Sunday, October 02, 2016

THE SAMI PARLIAMENT

[1] As part of their constitutional transformation mahi, members of Matike Mai o Aotearoa (the Independent Iwi Working Group) researched other models of indigenous governance. Additionally a number of participants at the hui held between 2010 – 2015 tabled information about indigenous government institutions they had visited or were familiar with. 

Everyone recognised the different circumstances of those institutions, as well as their limitations. However they did provide helpful starting points about how constitutionalism is understood by other tangata whenua and how it can be given effect. The hui found three examples of particular interest, the first being the Sami Parliament.

The Sami Parliament or Samediggi was established in Norway in 1989. It has an elected plenary body of thirty nine representatives and deals with political initiatives relevant to the Sami people. 

Although its current practical powers are modest it recognises the idea of different “spheres of influence” that the Waitangi Tribunal referred to in the Paparahi o te Raki claim.  Its importance is the practical recognition it gives to the Sami and their rights.  A former member of the Sami Council, the late Leif Dunfjeld, commented – 

“What has always been vital to us is being able to give some institutional and constitutional form to our right of self determination. Moving it from a right just talked about or an ideal just argued over with the Norwegian government to what is now a functioning practice has been a reclaiming of who we are … We are in a different constitutional relationship with the State now which is based on our political authority and we haven’t had a mechanism to exercise that for centuries”.   

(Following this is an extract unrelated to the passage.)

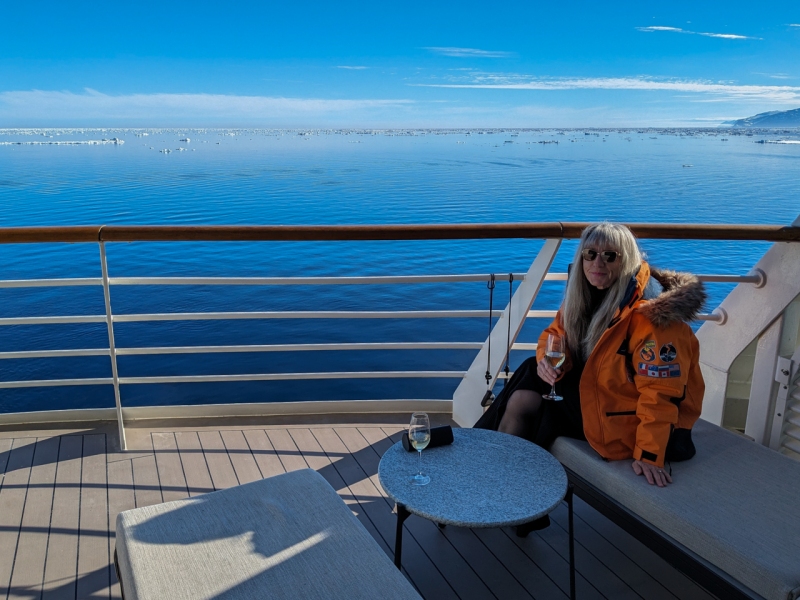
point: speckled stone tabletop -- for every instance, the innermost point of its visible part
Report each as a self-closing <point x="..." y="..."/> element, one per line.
<point x="483" y="479"/>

Some contributors at the hui had met or hosted Sami delegations and were aware of the restrictions under which the Samediggi currently operates. However they also regarded the constitutional and institutional recognition of it by the Norwegian government as an important precedent for Māori and other Indigenous Peoples –

“The situations are really different but having some place where their rangatiratanga is exercised is much better than the kind of ad hoc process we have here where the Crown doesn’t even acknowledge a constitutional role for us unless it’s on their terms and in their system. At least they have a Parliament where they can come together as a people in a constitutional framework rather than just the hui we have to have whenever we need to react to something the Crown is doing”.
 
“When they were here they talked about the hara they used to have deciding mandates and … and all of the other issues that most of our Iwi Authorities are plagued with. But now that they are in a formal constitutional relationship with the Norwegian government and have their own institutions and governing body, a lot of those problems seem to have disappeared.”